There is also the story of how on a family trip to Ecuador they were robbed and their father did not realize what was happening.
— We were very ashamed: because of the robbery, but also because my father didn't realize anything. It's curious that you mention this story, because a few days ago my daughter found the diary that my father wrote during that trip to Ecuador. I looked for the day of the robbery and he noted: "Today we had a terrifying incident. I will explain it later." But he never did.
The one who appears least in the book is his companion, whom he names by his initial, E. Even so, there is a passage in which he says to him, in relation to his family: "I know that you do not speak of the pain you feel; let it kill you and that's it." How has he faced this problem?
— He said it as a joke, and my daughter laughed a lot, even though it was a macabre joke.
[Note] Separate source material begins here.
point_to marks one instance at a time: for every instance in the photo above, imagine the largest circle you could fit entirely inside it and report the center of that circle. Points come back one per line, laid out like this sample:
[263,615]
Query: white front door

If it seemed so funny to her, it was because it told a truth that we all at home have tried to correct since what happened happened. At home, we try to talk about pain openly, whether among ourselves, through therapy, or through books. Even if you cannot prevent someone's suicide, you cannot avoid feeling guilty in a thousand different ways, but you must eventually accept that it is the decision that my father, my sister, and a cousin who was very close to me made.
Of this last one, it doesn't speak, in A truce that is not peace.
— It was a couple of years after my father's death. He drowned in the river.
You admit that you also considered suicide by drowning in the river.
— It was shortly after my cousin died. I threw the phone into the river and was about to throw myself in too. There is a self-destructive impulse in my family that scares me a lot. Behind me come the children and the four grandchildren, and they all worry me. None of us want a suicide to be repeated. We are on the lookout and in a state of constant alert. Any sign puts us on guard, which is why we try to talk about any topic related to mental health, even if it is incomprehensible to some extent.